Required security guarantees: Xi supports Putin in conflict with NATO

Security guarantees required
Xi supports Putin in conflict with NATO

In the Ukraine crisis, Russia insists on concessions from the West. With Chinese President Xi, President Putin is now gaining an influential backer for his claims. Both countries see international law as being “trodden”.

According to his presidential office, Russian President Vladimir Putin has secured China’s support for his demand for binding security guarantees from the West. Yury Ushakov, a representative of the Presidential Office in Moscow, confirmed that Chinese President Xi Jinping confirmed this to Putin in a video conference.

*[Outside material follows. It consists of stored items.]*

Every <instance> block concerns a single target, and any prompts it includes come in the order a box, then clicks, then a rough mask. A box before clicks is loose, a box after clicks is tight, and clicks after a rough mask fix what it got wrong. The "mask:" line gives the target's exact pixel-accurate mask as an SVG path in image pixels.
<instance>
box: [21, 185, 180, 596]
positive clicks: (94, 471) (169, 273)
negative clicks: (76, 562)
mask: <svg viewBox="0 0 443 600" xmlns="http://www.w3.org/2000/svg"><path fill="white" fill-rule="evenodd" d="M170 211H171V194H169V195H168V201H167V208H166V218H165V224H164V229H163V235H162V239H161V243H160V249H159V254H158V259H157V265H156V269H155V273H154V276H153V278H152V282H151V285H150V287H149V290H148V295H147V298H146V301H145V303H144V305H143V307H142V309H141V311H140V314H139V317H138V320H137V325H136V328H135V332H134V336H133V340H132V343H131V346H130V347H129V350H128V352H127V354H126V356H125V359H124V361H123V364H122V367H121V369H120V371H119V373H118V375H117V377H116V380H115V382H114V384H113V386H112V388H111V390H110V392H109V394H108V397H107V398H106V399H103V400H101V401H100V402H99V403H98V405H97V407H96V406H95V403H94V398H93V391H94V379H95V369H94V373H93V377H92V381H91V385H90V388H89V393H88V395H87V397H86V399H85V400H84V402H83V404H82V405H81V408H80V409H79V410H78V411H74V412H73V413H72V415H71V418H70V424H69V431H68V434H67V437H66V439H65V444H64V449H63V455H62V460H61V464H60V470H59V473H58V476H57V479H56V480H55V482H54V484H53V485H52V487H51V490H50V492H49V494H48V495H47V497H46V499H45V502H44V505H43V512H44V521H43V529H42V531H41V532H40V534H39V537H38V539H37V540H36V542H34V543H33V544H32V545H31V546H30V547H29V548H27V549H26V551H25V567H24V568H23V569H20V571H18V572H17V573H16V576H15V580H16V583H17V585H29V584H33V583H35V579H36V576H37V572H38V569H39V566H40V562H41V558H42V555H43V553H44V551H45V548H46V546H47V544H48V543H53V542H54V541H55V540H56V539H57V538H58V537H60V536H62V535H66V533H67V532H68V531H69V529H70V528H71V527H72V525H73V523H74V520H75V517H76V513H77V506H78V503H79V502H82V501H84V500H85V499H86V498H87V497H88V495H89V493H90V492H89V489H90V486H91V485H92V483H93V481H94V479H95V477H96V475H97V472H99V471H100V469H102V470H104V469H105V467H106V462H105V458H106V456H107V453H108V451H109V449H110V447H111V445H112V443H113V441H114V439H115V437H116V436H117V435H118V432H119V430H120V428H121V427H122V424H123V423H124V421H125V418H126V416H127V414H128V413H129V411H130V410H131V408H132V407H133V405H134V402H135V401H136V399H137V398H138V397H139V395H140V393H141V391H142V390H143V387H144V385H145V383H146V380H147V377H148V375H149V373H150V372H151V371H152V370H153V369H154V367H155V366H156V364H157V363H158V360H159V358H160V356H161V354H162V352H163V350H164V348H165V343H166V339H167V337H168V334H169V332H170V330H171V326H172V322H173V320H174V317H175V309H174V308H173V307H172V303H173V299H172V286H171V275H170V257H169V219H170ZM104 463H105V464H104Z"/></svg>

Putin previously informed Xi about his recent conversation with US President Joe Biden. Xi assured Putin that he understands his concerns and supports the Russian initiative. Xi himself said, according to Chinese state media, the two countries should protect each other’s security interests. Xi had told Putin that “certain international powers” were interfering in the internal affairs of China and Russia under the guise of democracy. These forces will trample on international law and the recognized norms of international relations.

Russia wants the United States and NATO to ensure that the Western military alliance does not expand eastward or deploy certain weapons systems in Ukraine and other countries bordering Russia. The Russian presidential office announced that Deputy Foreign Minister Karen Donfried made concrete proposals for binding security guarantees in Moscow on Wednesday. Donfred had traveled to Moscow amid the rising tensions between East and West in the Ukraine crisis.

Russia accuses NATO of breaking its promises

Ukraine has been striving for NATO membership for some time. The country has already received US military aid in the conflict with its neighbor Russia. The Russian leadership argues that NATO’s eastward expansion threatens Russia and contradicts the assurances NATO made in 1991 when the Soviet Union collapsed.

According to NATO, their own activities are purely defensive in nature and serve to deter any new Russian aggression. The government in Kiev feared an attack by the Russian army, which, according to Ukrainian sources, had mobilized about 100 thousand soldiers to prepare for them near the border.

The President of the European Union Commission, Ursula von der Leyen, has threatened Russia with unprecedented and dangerous consequences if the conflict in Ukraine intensifies. Speaking at the EU Parliament in Strasbourg, a day before the EU summit, she said the EU could respond to any further aggression by tightening or expanding existing sanctions.